New
3 February to 2 June 2024

Imagine Home

Home is more than the four walls around you. It's the scent of soap, the taste of your favourite dish, the sound of the wall clock ticking away. A feeling of safety, happiness, and sometimes of pain and melancholy. What does 'home' mean if you've been forcibly displaced? If it isn't a physical place, or the belongings in it, where exactly can you find that feeling of being home? And how do you keep that feeling alive when you no longer have a home? 3 February to 2 June 2024

Home is where I am

In the exhibition Imagine Home, 13 leading artists from Afghanistan, Lebanon, Ukraine, Palestine, Syria, Tunisia, South Africa, Switzerland, and the Netherlands show their experiences of displacement. For example, Afghan artist Narges Mohammadi created a narrow, corridor-like space for her installation Passing Traces, which she filled with 700 kilos of Persian halva – an Afghan delicacy. These are sweet memories, which also taste of loss.
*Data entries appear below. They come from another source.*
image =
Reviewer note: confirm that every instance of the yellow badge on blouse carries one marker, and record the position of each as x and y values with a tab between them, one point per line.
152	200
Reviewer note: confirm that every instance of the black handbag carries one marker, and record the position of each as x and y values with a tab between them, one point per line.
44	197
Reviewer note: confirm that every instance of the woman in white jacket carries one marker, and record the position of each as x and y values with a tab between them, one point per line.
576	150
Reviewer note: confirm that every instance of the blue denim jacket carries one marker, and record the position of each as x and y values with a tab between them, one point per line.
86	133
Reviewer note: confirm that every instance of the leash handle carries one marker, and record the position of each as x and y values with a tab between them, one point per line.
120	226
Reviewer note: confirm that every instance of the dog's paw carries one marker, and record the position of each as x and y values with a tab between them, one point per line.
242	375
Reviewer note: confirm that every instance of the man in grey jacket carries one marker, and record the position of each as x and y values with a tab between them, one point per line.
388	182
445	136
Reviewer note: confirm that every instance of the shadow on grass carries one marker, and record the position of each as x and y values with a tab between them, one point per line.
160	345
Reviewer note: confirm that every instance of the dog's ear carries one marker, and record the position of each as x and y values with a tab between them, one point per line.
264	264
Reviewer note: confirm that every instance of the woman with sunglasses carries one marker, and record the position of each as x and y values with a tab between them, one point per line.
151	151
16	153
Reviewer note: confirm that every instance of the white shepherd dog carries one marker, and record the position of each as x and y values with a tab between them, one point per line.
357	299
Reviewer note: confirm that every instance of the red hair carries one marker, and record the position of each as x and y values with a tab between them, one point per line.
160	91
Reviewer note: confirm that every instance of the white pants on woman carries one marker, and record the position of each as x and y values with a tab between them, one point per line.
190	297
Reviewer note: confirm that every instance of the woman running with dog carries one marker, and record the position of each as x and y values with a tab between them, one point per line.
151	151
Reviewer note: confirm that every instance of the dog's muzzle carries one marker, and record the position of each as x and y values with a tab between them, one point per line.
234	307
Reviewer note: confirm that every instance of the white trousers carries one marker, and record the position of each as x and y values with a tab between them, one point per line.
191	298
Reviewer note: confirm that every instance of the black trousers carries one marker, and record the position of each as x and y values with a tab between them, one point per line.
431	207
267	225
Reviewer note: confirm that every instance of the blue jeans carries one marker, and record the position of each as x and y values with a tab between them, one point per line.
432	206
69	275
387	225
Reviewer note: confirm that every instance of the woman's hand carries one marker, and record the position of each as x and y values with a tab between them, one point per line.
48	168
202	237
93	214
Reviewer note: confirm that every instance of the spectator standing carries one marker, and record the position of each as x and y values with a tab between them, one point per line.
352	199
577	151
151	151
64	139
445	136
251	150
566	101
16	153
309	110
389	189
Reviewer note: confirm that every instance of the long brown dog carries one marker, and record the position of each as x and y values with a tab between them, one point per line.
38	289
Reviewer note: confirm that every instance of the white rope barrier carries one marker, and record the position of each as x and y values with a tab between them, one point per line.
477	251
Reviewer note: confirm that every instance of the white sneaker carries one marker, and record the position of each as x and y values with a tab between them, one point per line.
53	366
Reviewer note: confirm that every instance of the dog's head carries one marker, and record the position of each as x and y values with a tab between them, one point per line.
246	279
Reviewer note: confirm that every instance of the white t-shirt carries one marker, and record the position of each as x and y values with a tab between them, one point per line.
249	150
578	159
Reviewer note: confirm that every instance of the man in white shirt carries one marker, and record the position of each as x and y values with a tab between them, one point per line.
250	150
There is also the work of Stéphanie Saadé, a refugee from Lebanon who reworks objects such as a children’s blanket to reflect personal events from her life.

Photo Jan-Kees Steenman
Photo Jan-Kees Steenman

Art that awakens your senses

Imagine Home brings together a careful selection of existing and newly produced artworks, ranging from photographs (Eliza Bordeaux), videos (Manon de Boer), paintings (Raafat Ballan), and drawings (Foundland Collective) to sculptures (Lucas Lenglet) and installations (Zhanna Kadyrova). A swing that captures the shifting sense of 'home' (Ines Kooli), a support beam coated with clove powder that doubles as a tissue box (Jerrold Saija), a 'skin' depicting an ancestral home (Heidi Bucher), the pantry of displaced people (Mirna Bamieh): artworks that awaken your senses, scents and images that evoke a sense of home, installations that captivate and enthral.

Photo Jan-Kees Steenman
Photo Jan-Kees Steenman

Share your thoughts in The Living Room

Imagine Home is an invitation not only to look, but also to share. An important part of the exhibition is The Living Room, a place to engage in conversation about what 'home' means. The brainchild of Palestinian architect Sandi Hilal, this public living room is a meeting place that turns the tables and lets displaced people become the host. Please come along for a chat and grab a drink and a bite to eat. In this space you can also leave your own thoughts about the themes from the exhibition.